LEBAK- Matadunianews.com- Kasus dugaan pelanggaran upah dan perlakuan tidak manusiawi di sebuah kedai ayam geprek di Jalan Rd. Winangun, Kabupaten Lebak Banten, terus bergulir dan menyita perhatian publik. Setelah video viral dari akun TikTok @rangdakurungan (Neng Kumis) menguak persoalan tersebut, kini muncul perhatian lebih luas terhadap pola manajemen di kedai itu yang dinilai tidak berpihak pada kesejahteraan karyawan.
Sejumlah warga dan mantan pekerja menuturkan bahwa pergantian karyawan di kedai itu sangat tinggi. Hampir setiap bulan ada pegawai baru yang masuk dan tidak lama kemudian berhenti atau diberhentikan tanpa alasan yang jelas.
Salah seorang mantan karyawan yang ditemui media mengaku, suasana kerja di kedai tersebut kerap membuat stres karena tekanan emosional dari pemilik.

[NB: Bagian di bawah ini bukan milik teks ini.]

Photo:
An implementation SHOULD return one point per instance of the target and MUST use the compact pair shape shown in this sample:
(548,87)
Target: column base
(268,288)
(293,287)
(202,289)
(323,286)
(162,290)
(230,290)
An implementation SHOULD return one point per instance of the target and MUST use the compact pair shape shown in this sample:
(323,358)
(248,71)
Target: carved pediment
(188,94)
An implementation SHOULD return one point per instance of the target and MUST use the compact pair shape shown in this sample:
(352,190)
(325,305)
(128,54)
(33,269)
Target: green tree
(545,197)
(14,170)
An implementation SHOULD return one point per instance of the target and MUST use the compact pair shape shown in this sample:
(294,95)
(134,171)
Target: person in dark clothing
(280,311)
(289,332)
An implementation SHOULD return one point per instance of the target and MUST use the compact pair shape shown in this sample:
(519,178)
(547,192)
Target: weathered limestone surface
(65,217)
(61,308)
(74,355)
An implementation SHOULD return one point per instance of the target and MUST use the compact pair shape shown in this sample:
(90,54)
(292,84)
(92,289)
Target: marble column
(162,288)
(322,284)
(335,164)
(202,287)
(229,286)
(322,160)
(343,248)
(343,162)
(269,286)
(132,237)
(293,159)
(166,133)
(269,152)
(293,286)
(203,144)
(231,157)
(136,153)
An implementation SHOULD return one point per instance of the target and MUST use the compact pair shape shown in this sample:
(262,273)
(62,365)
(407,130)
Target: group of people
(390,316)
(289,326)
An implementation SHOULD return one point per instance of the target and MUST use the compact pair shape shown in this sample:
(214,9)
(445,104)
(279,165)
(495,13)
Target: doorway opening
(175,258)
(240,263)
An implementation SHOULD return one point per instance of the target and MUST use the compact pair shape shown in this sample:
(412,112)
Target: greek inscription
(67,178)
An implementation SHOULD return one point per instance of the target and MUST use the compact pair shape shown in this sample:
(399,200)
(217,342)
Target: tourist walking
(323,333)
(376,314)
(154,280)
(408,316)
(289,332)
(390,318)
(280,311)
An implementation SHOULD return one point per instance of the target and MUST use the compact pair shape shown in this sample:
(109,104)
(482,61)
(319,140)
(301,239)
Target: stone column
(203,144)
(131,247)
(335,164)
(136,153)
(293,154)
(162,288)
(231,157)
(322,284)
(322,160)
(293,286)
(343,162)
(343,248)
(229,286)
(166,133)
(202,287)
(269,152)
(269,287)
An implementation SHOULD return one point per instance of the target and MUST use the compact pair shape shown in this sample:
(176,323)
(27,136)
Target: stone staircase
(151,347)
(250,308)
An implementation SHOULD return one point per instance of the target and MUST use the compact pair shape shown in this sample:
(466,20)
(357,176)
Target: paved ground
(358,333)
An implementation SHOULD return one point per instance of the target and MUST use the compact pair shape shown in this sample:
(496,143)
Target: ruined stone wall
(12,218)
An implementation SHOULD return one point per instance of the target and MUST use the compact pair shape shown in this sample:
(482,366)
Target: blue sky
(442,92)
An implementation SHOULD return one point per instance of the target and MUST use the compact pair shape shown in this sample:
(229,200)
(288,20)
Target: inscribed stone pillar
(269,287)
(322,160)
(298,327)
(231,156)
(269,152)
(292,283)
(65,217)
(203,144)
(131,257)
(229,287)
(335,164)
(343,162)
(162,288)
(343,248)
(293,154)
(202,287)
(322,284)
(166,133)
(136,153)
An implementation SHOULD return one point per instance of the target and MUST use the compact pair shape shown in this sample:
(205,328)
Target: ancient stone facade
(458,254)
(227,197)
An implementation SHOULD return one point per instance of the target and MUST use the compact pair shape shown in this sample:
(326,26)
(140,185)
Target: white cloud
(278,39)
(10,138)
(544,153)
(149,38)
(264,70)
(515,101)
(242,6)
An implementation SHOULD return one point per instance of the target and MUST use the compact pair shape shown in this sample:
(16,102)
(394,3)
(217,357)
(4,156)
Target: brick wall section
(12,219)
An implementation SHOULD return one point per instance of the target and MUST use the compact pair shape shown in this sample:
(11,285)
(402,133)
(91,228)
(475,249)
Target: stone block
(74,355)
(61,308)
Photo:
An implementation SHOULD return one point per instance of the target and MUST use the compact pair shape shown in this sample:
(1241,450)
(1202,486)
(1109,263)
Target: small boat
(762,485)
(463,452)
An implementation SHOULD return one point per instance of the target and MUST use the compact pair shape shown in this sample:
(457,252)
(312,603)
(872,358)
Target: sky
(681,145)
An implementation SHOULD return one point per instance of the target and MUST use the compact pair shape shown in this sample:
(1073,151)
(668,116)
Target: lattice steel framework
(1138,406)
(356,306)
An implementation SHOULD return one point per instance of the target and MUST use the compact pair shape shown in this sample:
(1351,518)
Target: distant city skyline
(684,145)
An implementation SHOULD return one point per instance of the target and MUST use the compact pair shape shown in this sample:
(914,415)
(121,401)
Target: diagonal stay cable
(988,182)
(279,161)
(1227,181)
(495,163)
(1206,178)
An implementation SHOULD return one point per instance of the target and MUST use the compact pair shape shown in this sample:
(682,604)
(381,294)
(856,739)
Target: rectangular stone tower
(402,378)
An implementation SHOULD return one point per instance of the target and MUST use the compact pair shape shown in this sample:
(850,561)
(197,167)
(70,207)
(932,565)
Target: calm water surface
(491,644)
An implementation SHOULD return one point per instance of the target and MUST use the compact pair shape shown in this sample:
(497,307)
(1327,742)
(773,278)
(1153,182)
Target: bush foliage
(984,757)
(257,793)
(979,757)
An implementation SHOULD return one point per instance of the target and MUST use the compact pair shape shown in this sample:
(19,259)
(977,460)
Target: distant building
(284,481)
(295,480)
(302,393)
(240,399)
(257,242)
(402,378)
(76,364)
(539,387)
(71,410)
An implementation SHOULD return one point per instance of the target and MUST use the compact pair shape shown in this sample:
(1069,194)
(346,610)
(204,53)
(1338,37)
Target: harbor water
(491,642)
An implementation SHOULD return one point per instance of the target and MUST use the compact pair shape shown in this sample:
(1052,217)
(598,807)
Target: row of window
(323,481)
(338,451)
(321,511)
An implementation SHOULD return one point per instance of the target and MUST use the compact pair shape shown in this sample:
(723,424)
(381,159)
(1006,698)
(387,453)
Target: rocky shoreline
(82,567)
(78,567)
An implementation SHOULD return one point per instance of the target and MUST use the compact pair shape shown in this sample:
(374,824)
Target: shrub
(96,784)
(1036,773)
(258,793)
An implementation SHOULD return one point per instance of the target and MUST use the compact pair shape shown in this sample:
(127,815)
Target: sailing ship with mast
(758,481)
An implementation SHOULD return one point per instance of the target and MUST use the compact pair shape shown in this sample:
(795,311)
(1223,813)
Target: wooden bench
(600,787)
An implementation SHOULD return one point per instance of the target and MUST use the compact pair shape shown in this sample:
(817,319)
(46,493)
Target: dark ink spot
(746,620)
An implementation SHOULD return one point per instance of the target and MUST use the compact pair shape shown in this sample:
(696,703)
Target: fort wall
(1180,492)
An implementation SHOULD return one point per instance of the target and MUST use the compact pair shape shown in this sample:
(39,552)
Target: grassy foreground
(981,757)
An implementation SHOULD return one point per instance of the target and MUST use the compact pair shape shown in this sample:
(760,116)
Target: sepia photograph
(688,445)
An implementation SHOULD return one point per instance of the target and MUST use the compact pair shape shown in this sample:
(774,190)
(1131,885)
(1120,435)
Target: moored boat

“Saya dan teman-teman sering dimarahi di depan pelanggan. Kadang cuma karena hal sepele. Banyak yang akhirnya memilih keluar karena nggak kuat mentalnya,” ungkapnya, Rabu (23/10/2025).
Menurut seorang tokoh masyarakat setempat, pola seperti ini mencerminkan lemahnya kesadaran pelaku usaha terhadap pentingnya perlakuan manusiawi dan manajemen kerja yang sehat.
“Usaha bisa maju kalau ada keseimbangan antara disiplin dan rasa kemanusiaan. Pemilik kedai seharusnya bisa lebih menghargai tenaga kerja yang membantu keberlangsungan usahanya,” ucapnya.
Lembaga Sosial Desak Pemeriksaan dan Edukasi
Direktur Lembaga Sosial Rakyat Peduli Buruh dan Pekerja (RAPEBU), Siti Komalasari, menilai kasus seperti ini tidak boleh dianggap remeh. Menurutnya, banyak pekerja sektor informal, terutama di bidang kuliner, yang tidak memiliki kontrak kerja jelas sehingga mudah menjadi korban perlakuan tidak adil.
“Kasus ini adalah potret nyata ketimpangan di lapangan. Banyak pemilik usaha kecil yang tidak memahami bahwa pekerja, meski informal, tetap memiliki hak yang dilindungi oleh undang-undang,” tegas Siti.
Ia juga menambahkan, selain aspek hukum, perlu ada pendekatan edukatif agar para pelaku UMKM memahami prinsip dasar etika ketenagakerjaan, termasuk pemberian upah layak, waktu kerja manusiawi, dan komunikasi yang menghargai martabat pekerja.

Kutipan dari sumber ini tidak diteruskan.